Re: [RESEND RFC PATCH v1 2/5] arm64: Add BBM Level 2 cpu feature

[Mikołaj Lenczewski]

> > 
> > From the ARM:
> > """
> > RFCPSG: If level 1 or level 2 is supported and the Contiguous bit in a set of
> > Block descriptors or Page descriptors is changed, then a TLB conflict abort can
> > be generated because multiple translation table entries might exist within a TLB
> > that translates the same IA.
> > """
> > 
> > Although I guess it's not totally explicit, I've interpretted that as saying
> > that conflicting TLB entries can only arise for the IA range for which the
> > contiguous bits have been modified in the translation tables.
> 
> Right, that's reassuring, thanks for digging that one.
> 

Thanks Ryan, will improve the comment and commit messages to make this
clearer and to include references to this information.

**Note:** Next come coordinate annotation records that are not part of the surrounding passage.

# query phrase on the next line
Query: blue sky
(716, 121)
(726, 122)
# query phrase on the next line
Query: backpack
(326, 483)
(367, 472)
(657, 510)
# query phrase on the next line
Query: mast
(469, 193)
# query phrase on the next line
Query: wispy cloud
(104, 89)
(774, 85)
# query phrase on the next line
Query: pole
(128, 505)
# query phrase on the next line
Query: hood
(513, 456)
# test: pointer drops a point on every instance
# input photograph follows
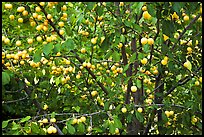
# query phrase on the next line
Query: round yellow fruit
(189, 49)
(42, 3)
(116, 131)
(150, 41)
(200, 79)
(167, 113)
(124, 110)
(11, 17)
(18, 43)
(93, 40)
(20, 9)
(164, 62)
(25, 13)
(45, 107)
(186, 18)
(45, 120)
(144, 8)
(53, 120)
(144, 41)
(144, 61)
(61, 32)
(49, 130)
(49, 16)
(37, 9)
(30, 41)
(61, 24)
(133, 88)
(74, 121)
(186, 64)
(54, 130)
(39, 38)
(35, 15)
(197, 83)
(39, 17)
(83, 119)
(120, 45)
(8, 6)
(140, 110)
(146, 15)
(20, 20)
(83, 50)
(94, 93)
(48, 39)
(194, 120)
(7, 41)
(64, 7)
(78, 76)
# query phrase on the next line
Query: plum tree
(101, 68)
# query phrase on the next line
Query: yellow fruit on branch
(144, 61)
(140, 110)
(133, 88)
(146, 15)
(175, 16)
(144, 41)
(124, 110)
(150, 41)
(164, 62)
(186, 18)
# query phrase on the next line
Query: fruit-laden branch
(77, 57)
(91, 73)
(37, 104)
(51, 23)
(185, 29)
(13, 101)
(182, 82)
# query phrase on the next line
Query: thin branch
(185, 29)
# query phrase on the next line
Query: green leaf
(112, 128)
(108, 54)
(48, 48)
(146, 48)
(97, 129)
(189, 66)
(139, 116)
(99, 10)
(57, 81)
(37, 55)
(139, 85)
(53, 114)
(71, 129)
(35, 128)
(106, 106)
(117, 123)
(122, 38)
(69, 44)
(5, 78)
(137, 28)
(127, 23)
(166, 24)
(5, 123)
(81, 127)
(133, 57)
(116, 56)
(15, 126)
(25, 119)
(125, 68)
(90, 5)
(140, 56)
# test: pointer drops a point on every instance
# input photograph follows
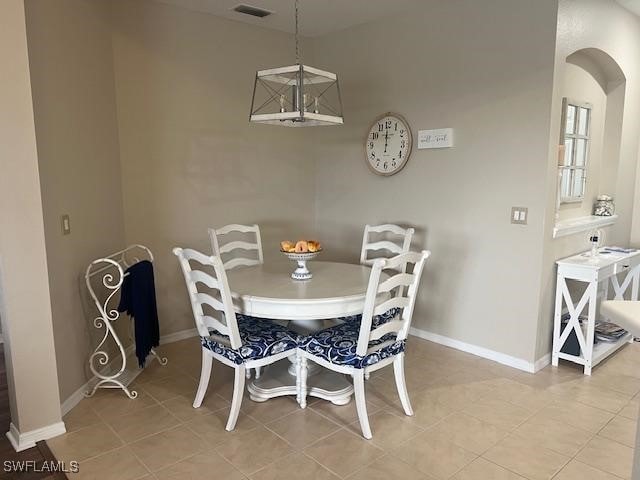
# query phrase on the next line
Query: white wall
(76, 126)
(485, 69)
(25, 305)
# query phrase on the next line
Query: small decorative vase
(604, 206)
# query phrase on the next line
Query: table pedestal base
(277, 381)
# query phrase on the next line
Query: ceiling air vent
(253, 11)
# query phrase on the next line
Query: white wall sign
(440, 138)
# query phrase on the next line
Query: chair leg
(238, 392)
(303, 382)
(205, 375)
(361, 404)
(398, 370)
(298, 364)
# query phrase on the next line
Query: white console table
(605, 270)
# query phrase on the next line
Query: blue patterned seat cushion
(260, 338)
(376, 321)
(338, 344)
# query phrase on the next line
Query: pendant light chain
(297, 45)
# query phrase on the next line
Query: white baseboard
(499, 357)
(542, 362)
(78, 395)
(23, 440)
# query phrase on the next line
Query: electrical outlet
(519, 215)
(66, 224)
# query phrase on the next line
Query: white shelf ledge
(582, 224)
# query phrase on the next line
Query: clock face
(388, 144)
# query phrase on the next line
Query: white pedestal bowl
(301, 272)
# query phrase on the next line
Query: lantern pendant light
(297, 95)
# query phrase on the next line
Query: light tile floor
(474, 420)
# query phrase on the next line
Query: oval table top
(268, 291)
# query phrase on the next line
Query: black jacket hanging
(138, 299)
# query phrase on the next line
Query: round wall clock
(388, 144)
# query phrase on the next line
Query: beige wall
(190, 158)
(485, 69)
(25, 307)
(603, 25)
(76, 124)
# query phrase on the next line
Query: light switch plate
(65, 223)
(439, 138)
(519, 215)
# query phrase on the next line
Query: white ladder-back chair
(396, 247)
(360, 349)
(232, 248)
(224, 336)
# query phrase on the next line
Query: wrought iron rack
(112, 270)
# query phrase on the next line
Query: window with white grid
(576, 120)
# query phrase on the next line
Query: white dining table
(268, 291)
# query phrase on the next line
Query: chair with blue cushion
(357, 350)
(238, 246)
(235, 340)
(390, 240)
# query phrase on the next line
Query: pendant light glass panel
(296, 96)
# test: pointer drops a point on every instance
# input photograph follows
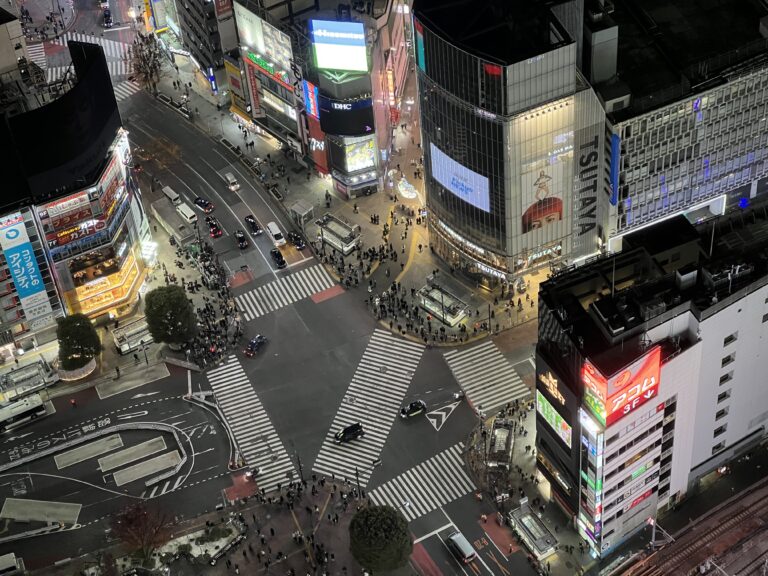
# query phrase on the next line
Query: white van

> > > If anything, this should absolutely check for FAR_EL1 and assert that
> > > this is indeed caused by such change.
> > 
> > I'm not really sure how we would check this reliably? Without patch 5, the
> > problem is somewhat constrained; we could have as many changes in flight as
> > there are CPUs so we could keep a list of all the {mm_struct, VA-range} that are
> > being modified. But if patch 5 is confirmed to be architecturally sound, then
> > there is no "terminating tlbi" so there is no bound on the set of {mm_struct,
> > VA-range}'s that could legitimately cause a conflict abort.
> 
> I didn't mean to imply that we should identify the exact cause of the
> abort. I was hoping to simply check that FAR_EL1 reports a userspace
> VA. Why wouldn't that work?
> 

Will do so.

Kind regards,
Mikołaj

Re: [RESEND RFC PATCH v1 4/5] arm64/mm: Delay tlbi in contpte_convert() under BBML2

[Will Deacon]

On Wed, Dec 11, 2024 at 04:01:40PM +0000, Mikołaj Lenczewski wrote:
> When converting a region via contpte_convert() to use mTHP, we have two
> different goals. We have to mark each entry as contiguous, and we would
> like to smear the dirty and young (access) bits across all entries in
> the contiguous block. Currently, we do this by first accumulating the
> dirty and young bits in the block, using an atomic
> __ptep_get_and_clear() and the relevant pte_{dirty,young}() calls,
> performing a tlbi, and finally smearing the correct bits across the
> block using __set_ptes().
> 
> This approach works fine for BBM level 0, but with support for BBM level
> 2 we are allowed to reorder the tlbi to after setting the pagetable
> entries. This reordering means that other threads will not see an
> invalid pagetable entry, instead operating on stale data, until we have
> performed our smearing and issued the invalidation. Avoiding this
> invalid entry reduces faults in other threads, and thus improves
> performance marginally (more so when there are more threads).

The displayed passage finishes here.